Like other global cities, Hong Kong is facing a crisis in housing affordability. Compounded by stagnant wages and a difficult financing environment, the current situation offers residents few opportunities to gain entry into the private housing market. At HK$4.89 million, Hong Kong’s median home price is 17 times its median household income.
So it is not uncommon for families of four to inhabit 150 square feet (14 sq m) of illegally subdivided flats. Many young professionals in their 20s and 30s cannot afford to move out of their parents’ homes. And the waiting period for public housing is three years long, with roughly 280,000 applicants on the waiting list.
The government’s answer has been to focus on increasing housing supply.
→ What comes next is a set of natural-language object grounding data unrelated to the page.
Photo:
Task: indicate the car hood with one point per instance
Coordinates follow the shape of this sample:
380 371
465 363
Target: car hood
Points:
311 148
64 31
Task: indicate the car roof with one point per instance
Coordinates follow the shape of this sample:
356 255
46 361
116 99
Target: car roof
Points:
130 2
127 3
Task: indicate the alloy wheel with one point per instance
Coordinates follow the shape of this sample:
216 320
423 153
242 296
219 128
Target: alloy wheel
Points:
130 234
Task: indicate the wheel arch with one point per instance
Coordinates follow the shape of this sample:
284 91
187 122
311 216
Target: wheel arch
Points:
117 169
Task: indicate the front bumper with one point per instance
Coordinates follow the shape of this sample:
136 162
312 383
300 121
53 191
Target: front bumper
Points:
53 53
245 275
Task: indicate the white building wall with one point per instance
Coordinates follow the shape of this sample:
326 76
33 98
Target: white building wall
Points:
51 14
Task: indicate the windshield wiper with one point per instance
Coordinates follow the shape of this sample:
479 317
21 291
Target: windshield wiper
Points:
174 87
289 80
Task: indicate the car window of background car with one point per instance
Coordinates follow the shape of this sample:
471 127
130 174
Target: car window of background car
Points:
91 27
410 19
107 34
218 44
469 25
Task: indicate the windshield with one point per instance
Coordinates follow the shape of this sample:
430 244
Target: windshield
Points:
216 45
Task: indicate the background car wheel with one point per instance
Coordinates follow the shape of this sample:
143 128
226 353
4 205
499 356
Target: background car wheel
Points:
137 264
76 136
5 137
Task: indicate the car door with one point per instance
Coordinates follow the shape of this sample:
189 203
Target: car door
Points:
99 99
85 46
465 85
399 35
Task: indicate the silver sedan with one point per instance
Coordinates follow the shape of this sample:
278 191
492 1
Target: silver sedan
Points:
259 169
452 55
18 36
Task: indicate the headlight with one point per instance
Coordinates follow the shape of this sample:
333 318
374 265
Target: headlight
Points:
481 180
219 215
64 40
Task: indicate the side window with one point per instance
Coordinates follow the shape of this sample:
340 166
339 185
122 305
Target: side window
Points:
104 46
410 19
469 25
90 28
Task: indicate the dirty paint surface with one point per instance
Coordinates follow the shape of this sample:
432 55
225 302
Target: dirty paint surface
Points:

The Hong Kong Housing Authority has pledged to build more than 282,000 public housing units by 2024, and the Urban Renewal Authority, a quasi-governmental agency focused on urban regeneration, has partnered with private developers to build more market-rate and luxury housing. In addition, the Hong Kong Housing Society, an independent, non-profit organization, is also a housing provider, having built 68,000 units since the 1950’s.
But increasing supply has not made housing any cheaper or accessible for the average consumer, says ULI Trustee Sujata Govada, founding and managing director of UDP International, a Hong Kong-based planning and design firm. Mortgage requirements remain stringent because many cannot afford the downpayment, which at some banks is 60 percent. Household incomes have lagged behind the cost of living, and the scarcity of land in Hong Kong has driven up the price of developable parcels. In recent years, investors from the Chinese Mainland and elsewhere have snapped up real estate, leaving Hong Kong residents scrambling for a place to live.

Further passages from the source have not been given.